Member Research and Reports

UNC: Student-led Research – Directed Acyclic Graphs Help Study Child Maltreatment

Directed acyclic graphs (DAGs) are useful tools when studying research questions related to child maltreatment, as they allow researchers to graphically depict relationships among variables and ensure strong results for informing prevention and intervention strategies.

Ms. Anna Austin, a doctoral candidate in the Department of Maternal and Child Health at the University of North Carolina Gillings School of Global Public Health, is lead author of the paper, “Directed acyclic graphs: An under-utilized tool for child maltreatment research,” published in the May 2019 issue of Child Abuse & Neglect. Other Gillings School authors on the paper are Dr. Tania Desrosiers, assistant professor in the Department of Epidemiology, and Dr. Meghan Shanahan, assistant professor in the Department of Maternal and Child Health.

“For child maltreatment researchers, DAGs are a way to visually represent a research question and all of the variables that are important to consider when studying this question,” Ms. Austin said. “They are a quick way to communicate the assumptions you are making about relationships among variables, and they help researchers to select the most appropriate analytic strategy.”

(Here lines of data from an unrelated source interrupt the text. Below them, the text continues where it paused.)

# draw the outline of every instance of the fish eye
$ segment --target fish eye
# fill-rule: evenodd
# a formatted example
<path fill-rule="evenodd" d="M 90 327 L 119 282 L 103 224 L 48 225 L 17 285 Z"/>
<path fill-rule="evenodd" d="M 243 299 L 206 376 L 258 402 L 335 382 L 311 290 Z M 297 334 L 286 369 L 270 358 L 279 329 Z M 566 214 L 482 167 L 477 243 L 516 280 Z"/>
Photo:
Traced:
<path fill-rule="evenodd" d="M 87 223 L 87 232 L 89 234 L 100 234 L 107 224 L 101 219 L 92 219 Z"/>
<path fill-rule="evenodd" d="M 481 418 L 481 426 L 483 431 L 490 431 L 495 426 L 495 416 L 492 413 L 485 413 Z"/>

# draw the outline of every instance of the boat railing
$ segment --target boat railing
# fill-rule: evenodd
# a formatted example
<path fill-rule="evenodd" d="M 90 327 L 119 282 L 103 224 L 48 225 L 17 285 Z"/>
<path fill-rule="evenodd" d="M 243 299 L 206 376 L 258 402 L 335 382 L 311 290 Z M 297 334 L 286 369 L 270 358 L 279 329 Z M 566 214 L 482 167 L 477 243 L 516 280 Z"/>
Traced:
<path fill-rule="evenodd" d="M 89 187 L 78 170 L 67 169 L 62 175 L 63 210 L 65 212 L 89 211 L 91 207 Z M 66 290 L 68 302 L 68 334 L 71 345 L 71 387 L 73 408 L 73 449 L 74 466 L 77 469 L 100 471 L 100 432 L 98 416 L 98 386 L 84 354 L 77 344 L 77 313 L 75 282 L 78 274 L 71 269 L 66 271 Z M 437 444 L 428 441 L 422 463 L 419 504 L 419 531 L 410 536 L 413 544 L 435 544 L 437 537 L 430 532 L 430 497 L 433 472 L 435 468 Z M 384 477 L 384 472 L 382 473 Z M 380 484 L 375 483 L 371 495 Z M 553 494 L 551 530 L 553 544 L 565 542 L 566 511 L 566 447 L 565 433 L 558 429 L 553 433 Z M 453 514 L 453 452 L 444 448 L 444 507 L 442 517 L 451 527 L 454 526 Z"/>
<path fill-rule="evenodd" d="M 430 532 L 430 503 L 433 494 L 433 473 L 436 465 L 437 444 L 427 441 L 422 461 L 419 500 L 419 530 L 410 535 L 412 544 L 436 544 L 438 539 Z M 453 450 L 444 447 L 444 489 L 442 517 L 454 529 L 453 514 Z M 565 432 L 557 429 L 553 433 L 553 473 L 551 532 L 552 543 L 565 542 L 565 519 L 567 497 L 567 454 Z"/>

DAGs, which are commonly used in epidemiology, can be hand-drawn or modeled in various computer-based programs. They can depict many different kinds of information and help researchers visually display assumptions about the relationship between variables. Ms. Austin’s paper serves as a practical and accessible resource for child maltreatment and other maternal and child health researchers to learn about DAGs because it offers a variety of concrete examples and specific scenarios in which DAGs can be particularly useful.